A few things didn’t make sense.  The most obvious was the negative urine pregnancy test collected when she was brought in.  She was also on a diabetes med that is terrible for pregnant women.  I didn’t want to act like I knew more about her health than she did, so I excused myself to look at her records again.

Anna had been to the ED 7 times in the previous 2 months for various complaints, each time receiving a pregnancy test (all negative), and had also had 2 ultrasounds and a CT scan that would have likely shown something.  One test was positive: an MRI from almost 2 years before, which showed a small tumor on her pituitary gland.  Her primary doc had charted that she had an elevated level of prolactin, which causes periods to stop and stimulates lactation.  Those symptoms had started in October, and no matter how many times her primary doctor, several emergency medicine staff members, and 2 OB/GYNs explained this, she still believed she was pregnant with a child that was conceived in October.

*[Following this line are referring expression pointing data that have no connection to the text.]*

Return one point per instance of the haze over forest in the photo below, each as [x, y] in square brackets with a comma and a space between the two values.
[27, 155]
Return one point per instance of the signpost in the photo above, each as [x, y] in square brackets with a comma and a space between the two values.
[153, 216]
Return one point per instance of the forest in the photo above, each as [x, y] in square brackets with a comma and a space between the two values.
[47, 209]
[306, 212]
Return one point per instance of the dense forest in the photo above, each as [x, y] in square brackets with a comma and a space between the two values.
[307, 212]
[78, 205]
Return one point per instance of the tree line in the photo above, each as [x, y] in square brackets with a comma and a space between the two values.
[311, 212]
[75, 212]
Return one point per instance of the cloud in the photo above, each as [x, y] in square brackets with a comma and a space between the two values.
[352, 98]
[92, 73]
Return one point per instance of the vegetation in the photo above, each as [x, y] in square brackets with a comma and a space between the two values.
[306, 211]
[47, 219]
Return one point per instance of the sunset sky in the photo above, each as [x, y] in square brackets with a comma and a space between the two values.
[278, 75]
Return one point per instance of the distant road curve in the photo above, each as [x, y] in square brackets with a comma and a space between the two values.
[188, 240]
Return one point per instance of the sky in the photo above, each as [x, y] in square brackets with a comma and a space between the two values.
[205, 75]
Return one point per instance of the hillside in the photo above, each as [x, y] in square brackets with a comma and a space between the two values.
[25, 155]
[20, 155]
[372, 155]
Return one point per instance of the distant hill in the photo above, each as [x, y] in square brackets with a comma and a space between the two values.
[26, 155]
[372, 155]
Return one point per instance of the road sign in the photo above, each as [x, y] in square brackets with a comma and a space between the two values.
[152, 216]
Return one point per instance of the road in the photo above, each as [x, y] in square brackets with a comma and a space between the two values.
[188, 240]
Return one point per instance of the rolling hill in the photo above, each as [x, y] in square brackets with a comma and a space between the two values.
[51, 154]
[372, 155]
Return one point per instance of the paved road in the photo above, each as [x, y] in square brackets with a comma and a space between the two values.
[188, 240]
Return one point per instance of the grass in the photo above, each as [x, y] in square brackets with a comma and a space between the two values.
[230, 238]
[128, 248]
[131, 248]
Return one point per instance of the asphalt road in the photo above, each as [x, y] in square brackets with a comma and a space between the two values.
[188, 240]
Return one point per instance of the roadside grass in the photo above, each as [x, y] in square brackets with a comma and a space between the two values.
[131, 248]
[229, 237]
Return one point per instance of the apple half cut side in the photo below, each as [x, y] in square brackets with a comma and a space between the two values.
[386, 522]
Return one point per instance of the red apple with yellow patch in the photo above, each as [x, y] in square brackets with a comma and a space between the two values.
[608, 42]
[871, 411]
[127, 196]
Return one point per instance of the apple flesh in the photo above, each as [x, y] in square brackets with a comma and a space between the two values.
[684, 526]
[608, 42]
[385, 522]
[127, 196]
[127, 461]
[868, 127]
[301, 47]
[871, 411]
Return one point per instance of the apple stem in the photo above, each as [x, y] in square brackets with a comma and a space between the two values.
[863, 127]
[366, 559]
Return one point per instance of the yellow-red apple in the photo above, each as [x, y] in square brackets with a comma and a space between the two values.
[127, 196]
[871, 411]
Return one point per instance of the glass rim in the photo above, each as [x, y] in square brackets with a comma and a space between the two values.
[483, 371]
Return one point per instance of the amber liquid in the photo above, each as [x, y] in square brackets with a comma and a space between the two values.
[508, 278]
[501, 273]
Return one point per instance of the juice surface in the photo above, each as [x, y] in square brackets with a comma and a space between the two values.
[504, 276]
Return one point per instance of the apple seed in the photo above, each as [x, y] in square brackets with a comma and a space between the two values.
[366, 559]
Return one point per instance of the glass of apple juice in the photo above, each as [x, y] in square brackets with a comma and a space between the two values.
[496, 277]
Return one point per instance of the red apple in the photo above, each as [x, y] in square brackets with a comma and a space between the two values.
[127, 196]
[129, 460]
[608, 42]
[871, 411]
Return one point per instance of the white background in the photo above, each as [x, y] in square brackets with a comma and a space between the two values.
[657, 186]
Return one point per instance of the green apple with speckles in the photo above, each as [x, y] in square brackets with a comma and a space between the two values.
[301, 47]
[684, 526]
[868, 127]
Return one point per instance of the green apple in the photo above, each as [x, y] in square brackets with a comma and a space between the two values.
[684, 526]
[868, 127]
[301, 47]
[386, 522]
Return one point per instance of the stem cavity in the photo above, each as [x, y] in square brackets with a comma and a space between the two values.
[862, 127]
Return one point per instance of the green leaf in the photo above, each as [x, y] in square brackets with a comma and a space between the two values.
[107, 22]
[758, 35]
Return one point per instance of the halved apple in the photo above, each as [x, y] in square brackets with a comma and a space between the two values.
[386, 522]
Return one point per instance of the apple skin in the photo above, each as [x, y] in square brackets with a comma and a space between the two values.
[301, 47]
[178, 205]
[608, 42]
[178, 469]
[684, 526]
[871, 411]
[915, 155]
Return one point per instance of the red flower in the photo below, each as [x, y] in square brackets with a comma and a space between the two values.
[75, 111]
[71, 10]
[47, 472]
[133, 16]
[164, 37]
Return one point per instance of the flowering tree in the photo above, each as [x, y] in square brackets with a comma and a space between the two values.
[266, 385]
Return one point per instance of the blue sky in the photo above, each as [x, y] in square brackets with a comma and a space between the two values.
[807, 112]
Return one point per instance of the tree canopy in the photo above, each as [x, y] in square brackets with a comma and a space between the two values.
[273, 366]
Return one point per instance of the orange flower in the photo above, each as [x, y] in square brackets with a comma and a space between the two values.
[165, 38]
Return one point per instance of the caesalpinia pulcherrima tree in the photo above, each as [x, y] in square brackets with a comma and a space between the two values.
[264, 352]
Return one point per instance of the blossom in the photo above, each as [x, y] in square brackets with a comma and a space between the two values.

Eventually, after a few attempts at convincing her otherwise, the ED doc did what ED docs do best: get the patient out of the ED.  I have no idea how her story turned out—a theme of my rotation in the Emergency Department.




2 responses

15 03 2013
Miss L

Thanks for sharing these – I’m shocked someone can act so nonchalant about having bed bugs crawling on their body. Jesus.

15 03 2013
Red Stethoscope

Oh man, these are great! I’m itching a little too over the bed bug guy, though. Ugh!